# Another Zombie is on the loose!



## spfxmasks (Mar 16, 2009)

Here is one of our latest silicone Zombie masks!
Have a great week everyone.
-SPFXMasks


----------



## jdubbya (Nov 6, 2005)

Really nice!


----------



## beelce (Jul 21, 2007)

Love it....looks like he takes after Evander Holyfield...


----------



## Ghostess (Aug 21, 2005)

Another exceptional creation!


----------



## Sickie Ickie (Jun 20, 2006)

boxer/zombie. totally awesome!


----------



## Revenant (Mar 17, 2007)

LOVE the paint job on that!! Geez, the translucency of that stuff is incredible. It used to take, what like 8 hours in a makeup chair to get that look on somebody?


----------



## Sickie Ickie (Jun 20, 2006)

Question...is the silicone mask ever too big on someone?


----------



## Haunted Bayou (Feb 16, 2007)

beelce said:


> Love it....looks like he takes after Evander Holyfield...

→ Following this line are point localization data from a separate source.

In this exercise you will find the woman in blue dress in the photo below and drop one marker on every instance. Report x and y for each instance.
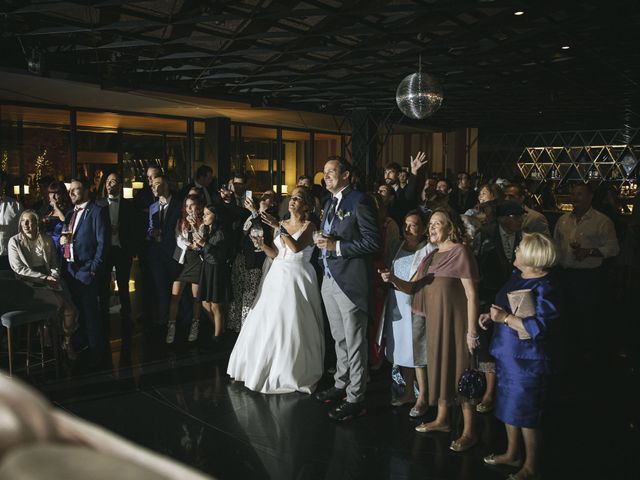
(521, 345)
(405, 339)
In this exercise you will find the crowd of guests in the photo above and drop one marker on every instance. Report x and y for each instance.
(418, 272)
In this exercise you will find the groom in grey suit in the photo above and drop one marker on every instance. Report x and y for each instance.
(350, 236)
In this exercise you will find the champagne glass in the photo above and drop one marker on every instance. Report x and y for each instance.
(257, 233)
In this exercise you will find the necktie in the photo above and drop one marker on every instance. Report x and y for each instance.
(163, 208)
(331, 213)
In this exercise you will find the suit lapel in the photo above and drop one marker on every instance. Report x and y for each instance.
(83, 217)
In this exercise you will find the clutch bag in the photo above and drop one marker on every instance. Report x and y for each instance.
(523, 305)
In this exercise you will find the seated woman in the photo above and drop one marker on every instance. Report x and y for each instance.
(521, 347)
(33, 256)
(53, 212)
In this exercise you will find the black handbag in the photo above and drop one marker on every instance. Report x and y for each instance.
(472, 383)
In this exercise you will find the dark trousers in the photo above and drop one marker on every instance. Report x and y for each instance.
(583, 294)
(90, 326)
(122, 261)
(119, 259)
(163, 269)
(146, 287)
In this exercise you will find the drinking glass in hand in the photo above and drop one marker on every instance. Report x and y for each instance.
(257, 234)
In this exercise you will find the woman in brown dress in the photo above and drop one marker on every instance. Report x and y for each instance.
(445, 294)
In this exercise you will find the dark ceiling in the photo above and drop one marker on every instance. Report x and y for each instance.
(499, 70)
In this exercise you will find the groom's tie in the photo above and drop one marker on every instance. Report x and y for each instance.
(331, 213)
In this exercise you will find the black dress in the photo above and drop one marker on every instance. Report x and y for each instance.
(214, 279)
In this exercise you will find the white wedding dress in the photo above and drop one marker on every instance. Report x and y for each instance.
(281, 344)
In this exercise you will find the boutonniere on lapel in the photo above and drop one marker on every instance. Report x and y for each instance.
(341, 214)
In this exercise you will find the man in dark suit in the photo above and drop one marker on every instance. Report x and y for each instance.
(85, 247)
(142, 200)
(203, 181)
(163, 218)
(464, 197)
(498, 242)
(406, 198)
(122, 218)
(350, 237)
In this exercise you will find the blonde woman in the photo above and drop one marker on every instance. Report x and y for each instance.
(34, 258)
(521, 346)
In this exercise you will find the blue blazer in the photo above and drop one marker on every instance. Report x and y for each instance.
(167, 244)
(355, 226)
(91, 239)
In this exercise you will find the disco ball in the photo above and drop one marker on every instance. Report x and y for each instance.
(419, 95)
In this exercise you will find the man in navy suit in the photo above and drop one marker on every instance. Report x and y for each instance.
(123, 220)
(350, 236)
(203, 181)
(164, 214)
(85, 246)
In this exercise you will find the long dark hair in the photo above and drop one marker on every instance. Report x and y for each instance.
(64, 201)
(184, 223)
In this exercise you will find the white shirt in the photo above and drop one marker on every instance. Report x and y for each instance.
(339, 197)
(594, 230)
(534, 221)
(508, 242)
(114, 214)
(10, 211)
(81, 209)
(207, 197)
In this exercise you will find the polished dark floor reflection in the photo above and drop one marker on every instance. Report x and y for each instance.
(178, 401)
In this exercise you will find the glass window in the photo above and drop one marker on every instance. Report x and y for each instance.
(296, 156)
(32, 152)
(254, 151)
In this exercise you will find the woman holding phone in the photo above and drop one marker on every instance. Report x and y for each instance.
(53, 213)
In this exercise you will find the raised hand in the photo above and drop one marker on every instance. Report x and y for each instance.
(249, 205)
(386, 275)
(269, 219)
(484, 320)
(418, 162)
(497, 314)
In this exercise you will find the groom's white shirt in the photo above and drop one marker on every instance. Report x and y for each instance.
(339, 197)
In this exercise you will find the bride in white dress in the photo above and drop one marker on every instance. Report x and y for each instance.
(281, 345)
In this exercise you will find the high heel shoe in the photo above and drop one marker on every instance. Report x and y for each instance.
(67, 347)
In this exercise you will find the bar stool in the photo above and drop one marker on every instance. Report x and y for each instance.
(19, 309)
(40, 315)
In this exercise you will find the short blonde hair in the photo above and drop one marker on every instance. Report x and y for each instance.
(538, 250)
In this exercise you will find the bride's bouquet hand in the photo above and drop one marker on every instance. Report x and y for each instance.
(386, 275)
(269, 220)
(258, 242)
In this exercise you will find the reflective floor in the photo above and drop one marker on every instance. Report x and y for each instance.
(178, 401)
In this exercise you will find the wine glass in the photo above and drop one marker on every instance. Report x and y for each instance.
(257, 233)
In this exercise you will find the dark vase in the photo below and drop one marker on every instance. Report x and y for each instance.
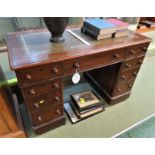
(56, 26)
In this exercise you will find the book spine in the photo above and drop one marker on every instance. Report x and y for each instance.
(91, 27)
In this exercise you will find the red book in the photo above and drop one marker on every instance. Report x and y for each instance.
(119, 24)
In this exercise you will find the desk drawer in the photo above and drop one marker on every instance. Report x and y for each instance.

LOL! that is what I was thinking!

Another great mask!


----------



## ScreamingScarecrow (Oct 1, 2008)

excellent Job!


----------



## spfxmasks (Mar 16, 2009)

Ghostess said:


> Another exceptional creation!


 Thank you Ghostess! It's nice to see you here 
-SPFXMasks


----------



## spfxmasks (Mar 16, 2009)

Thank you for the compliments everyone! 
_Sickie Ickie_: That is very, very rare for a silicone mask to be too large on someone.
Many latex masks have that issue, but silicone masks are form fitting.
Have a great week everyone.
-SPFXMasks


----------



## The Bloodshed Brothers (Jan 25, 2009)

very very nice


----------



## HauntCast (Jul 25, 2008)

I'm looking up words in my thesaurus to describe how kick ass that mask is. 
It's brilliant, governor!


----------



## Monk (Aug 26, 2008)

djchrisb said:


> It's brilliant, governor!


Well said


----------



## pyro (Oct 7, 2006)

thats sweet


----------



## dubbax3 (Jan 22, 2008)

I like the puss, nice touch.


----------



## IMU (Apr 8, 2009)

Very nice ... great work!


----------



## Merlin (The Quiet One) (Feb 23, 2006)

Gross! that is too cool.


----------